By Ken MacLeod, The Cape Breton Post
Nova Scotia’s coal-fired generating plants will be allowed to operate to the end of their natural lifespans with the province reducing greenhouse gas emissions using its own regulatory approach.
Nova Scotia Power’s Lingan generating station. — Steve Wadden, Cape Breton Post
[SYDNEY, NS] — A compromise between Ottawa and the province will allow Nova Scotia’s coal-fired generating plants to operate to the end of their natural lifespans, avoiding an astronomical rate hike for consumers.
New coal-fired electricity regulations, released by the federal government Wednesday, would have meant that six of the province’s eight coal-fired generating plants in Lingan, Point Tupper, Point Aconi and Trenton would have had to close by 2030, at a cost of about $1.3 billion to Nova Scotia ratepayers, the equivalent of about $3,450 per household, according to figures released by the provincial Environment Department.

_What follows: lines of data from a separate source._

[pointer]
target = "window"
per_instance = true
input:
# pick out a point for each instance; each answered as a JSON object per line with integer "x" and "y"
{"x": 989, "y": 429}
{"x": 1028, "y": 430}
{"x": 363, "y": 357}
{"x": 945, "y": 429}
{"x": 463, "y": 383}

The draft Canada-Nova Scotia Equivalency Agreement for Coal-Fired Electricity, released Friday, will allow the province to reduce greenhouse gas emissions using its own regulatory approach instead of the new federal regulations.
According to Environment Minister Sterling Belliveau, Nova Scotia’s status as the only jurisdiction in North America that has a hard cap on greenhouse emissions weighed heavily in Ottawa’s decision to come up with a compromise.
Nova Scotia produced just under nine megatonnes of greenhouse gas emissions last year, with provincial regulations calling for emissions to be gradually cut over the rest of the decade until a 7.5-megatonne cap is reached in 2020. Nova Scotia will also be required to cut another three megatonnes between 2020 and 2030, reaching a target of 4.5 megatonnes.
The province aims to meet these targets through increasing its dependence on renewable energy sources, including wind and tidal power, biomass and the Lower Churchill power project.
“The federal regulations would have shut down these coal-fired plants prematurely, and that would have caused extreme hardship to the taxpayers,” said Belliveau. “Our plan is to get ourselves on reliable, renewable energy. But in the short term, coal-fired plants are going to be part of the mix.”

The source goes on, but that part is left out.